21 Temmuz Cuma günü, Keldani Katolik Kilisesi Patriği Sako, resmi statüsünü ve dini lider olarak dokunulmazlığını garanti eden çok önemli bir kararnamenin yakın zamanda iptal edilmesinin ardından Erbil'e geldi. Güvenli bir sığınak arayışı içinde, Kürt yetkililer tarafından sıcak bir şekilde karşılandı.

3 Temmuz'da Irak Cumhurbaşkanı Abdul Latif Rashid, eski cumhurbaşkanı Celal Talabani tarafından 2013 yılında yayınlanan ve Kardinal Sako'ya Keldani vakıf işlerini yönetme yetkisi veren ve onu Keldani Katolik Kilisesi'nin başı olarak resmen tanıyan özel bir cumhurbaşkanlığı kararnamesini iptal etti.

Irak cumhurbaşkanlığı yaptığı resmi açıklamada, cumhurbaşkanlığı kararnamelerinin yalnızca devlet kurumlarında, bakanlıklarda veya hükümet komitelerinde çalışanlar için çıkarıldığını, bu nedenle anayasada dayanağı olmadığını söyleyerek, cumhurbaşkanlığı kararnamesinin iptali kararını savundu. 

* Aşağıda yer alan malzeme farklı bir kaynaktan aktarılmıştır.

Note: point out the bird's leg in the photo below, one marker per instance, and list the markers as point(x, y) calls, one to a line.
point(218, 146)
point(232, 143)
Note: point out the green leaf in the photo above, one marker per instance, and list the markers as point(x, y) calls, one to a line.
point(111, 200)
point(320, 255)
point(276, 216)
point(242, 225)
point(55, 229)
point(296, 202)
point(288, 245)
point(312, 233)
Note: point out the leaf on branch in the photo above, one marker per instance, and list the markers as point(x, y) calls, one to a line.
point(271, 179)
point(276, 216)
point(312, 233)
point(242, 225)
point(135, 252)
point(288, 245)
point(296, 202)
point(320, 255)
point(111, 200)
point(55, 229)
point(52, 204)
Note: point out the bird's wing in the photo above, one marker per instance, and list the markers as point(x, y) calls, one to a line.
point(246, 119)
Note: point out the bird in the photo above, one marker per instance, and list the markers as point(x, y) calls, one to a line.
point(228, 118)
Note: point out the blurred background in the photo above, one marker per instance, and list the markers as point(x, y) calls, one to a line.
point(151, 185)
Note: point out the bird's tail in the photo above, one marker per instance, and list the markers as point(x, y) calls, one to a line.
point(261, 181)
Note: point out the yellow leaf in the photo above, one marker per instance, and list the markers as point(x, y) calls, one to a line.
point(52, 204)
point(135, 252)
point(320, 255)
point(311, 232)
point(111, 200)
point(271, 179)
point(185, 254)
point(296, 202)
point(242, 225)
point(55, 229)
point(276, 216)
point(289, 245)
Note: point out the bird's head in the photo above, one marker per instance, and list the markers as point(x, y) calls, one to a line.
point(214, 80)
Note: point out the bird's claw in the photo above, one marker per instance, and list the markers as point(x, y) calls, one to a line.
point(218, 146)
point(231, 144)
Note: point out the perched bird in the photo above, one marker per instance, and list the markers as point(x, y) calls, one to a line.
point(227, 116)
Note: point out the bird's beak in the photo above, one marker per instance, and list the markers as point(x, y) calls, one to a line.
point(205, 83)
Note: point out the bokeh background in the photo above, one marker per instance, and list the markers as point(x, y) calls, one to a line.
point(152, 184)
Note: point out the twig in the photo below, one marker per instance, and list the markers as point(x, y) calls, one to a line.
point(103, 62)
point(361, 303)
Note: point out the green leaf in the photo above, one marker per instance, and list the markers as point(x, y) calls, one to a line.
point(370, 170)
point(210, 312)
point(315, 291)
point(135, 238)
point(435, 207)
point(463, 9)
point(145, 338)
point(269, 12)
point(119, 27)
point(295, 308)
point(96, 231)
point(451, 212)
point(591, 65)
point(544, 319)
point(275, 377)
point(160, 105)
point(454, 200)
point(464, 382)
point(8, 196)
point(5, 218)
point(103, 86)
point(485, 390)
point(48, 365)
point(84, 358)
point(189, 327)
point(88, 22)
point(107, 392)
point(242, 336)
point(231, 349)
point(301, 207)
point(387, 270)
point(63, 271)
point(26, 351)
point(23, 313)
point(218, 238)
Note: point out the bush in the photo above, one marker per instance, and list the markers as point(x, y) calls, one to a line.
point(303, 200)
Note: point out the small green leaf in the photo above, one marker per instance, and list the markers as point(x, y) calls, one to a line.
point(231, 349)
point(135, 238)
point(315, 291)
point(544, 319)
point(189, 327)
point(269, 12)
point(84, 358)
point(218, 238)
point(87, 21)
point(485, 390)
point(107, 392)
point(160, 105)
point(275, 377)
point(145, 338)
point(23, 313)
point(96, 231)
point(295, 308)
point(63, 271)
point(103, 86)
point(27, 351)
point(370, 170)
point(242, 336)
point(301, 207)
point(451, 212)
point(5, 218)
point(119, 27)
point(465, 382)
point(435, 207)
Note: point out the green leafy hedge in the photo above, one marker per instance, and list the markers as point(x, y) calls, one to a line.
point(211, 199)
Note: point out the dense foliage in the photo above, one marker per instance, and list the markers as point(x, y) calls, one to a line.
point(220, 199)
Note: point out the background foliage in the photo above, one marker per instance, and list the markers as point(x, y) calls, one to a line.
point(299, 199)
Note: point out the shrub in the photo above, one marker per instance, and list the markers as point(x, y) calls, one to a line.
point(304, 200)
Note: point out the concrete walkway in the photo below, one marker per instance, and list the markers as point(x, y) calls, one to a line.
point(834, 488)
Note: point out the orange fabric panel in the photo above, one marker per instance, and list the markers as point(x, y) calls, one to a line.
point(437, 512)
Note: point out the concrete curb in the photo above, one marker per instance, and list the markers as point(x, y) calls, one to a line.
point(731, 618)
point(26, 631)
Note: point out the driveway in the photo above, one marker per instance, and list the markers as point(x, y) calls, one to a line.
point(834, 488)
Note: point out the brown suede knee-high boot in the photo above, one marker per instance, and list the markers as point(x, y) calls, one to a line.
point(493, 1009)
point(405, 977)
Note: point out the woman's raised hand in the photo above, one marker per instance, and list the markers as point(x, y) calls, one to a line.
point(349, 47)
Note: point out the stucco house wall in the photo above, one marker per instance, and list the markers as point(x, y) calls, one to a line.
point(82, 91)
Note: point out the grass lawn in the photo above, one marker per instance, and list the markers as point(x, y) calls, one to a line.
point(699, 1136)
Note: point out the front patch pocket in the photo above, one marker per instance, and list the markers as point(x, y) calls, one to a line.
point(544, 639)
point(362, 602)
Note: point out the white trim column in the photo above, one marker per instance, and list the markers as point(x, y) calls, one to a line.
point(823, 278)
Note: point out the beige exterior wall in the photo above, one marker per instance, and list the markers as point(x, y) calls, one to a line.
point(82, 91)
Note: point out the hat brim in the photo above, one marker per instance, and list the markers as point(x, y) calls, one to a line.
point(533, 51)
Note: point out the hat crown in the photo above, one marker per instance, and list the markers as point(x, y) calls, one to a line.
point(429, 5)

Cumhurbaşkanlığı açıklamasında, "Elbette bir din kurumu devlet kurumu sayılmaz, görevli din adamı, atanmasına kararname çıkarmak için devletin memuru sayılmaz." 

Kürt medya kuruluşu Rudaw'a göre, Irak cumhurbaşkanının kararı, Hıristiyan olduğunu iddia eden ancak aslında İran yanlısı Halk Seferberlik Güçleri (PMF) ve İslam Devrim Muhafız Kolordusu'na (IRGC) bağlı olan, “Babil Tugayları” adlı milislere sahip bir siyasi parti olan Babil Hareketi'nin lideri Rayan el-Kaldani ile görüşmesinden sonra geldi. Al-Kaldani'nin amacı, Keldani Patrikhanesini saf dışı bırakmak ve ülkedeki Hristiyanların temsilcisi rolünü üstlenmektir.

Irak cumhurbaşkanının kararı, Hristiyan cemaatin Irak'taki tarihi topraklarından planlı bir şekilde yok olmasına yol açan diğer olumsuz gelişmelere ek niteliğindedir.

özellikle endişe verici olanlar

  • tarihsel olarak Hıristiyan olan Ninova Ovası'ndaki yasadışı arazi edinimleri;
  • Hristiyan adaylara ayrılan sandalyelerin dağılımını etkileyen yeni seçim kuralları;
  • Irak hükümeti tarafından Hristiyan topluluklar hakkında bir “veritabanı” oluşturmak için veri toplanması;
  • Kardinal Sako'nun itibarını yok etmeye yönelik medya ve sosyal kampanya;
  • Hristiyan toplulukların ibadet faaliyetleri için gerekli olan şarap da dahil olmak üzere alkolün ithalatını ve satışını yasaklayan bir yasanın uygulanması.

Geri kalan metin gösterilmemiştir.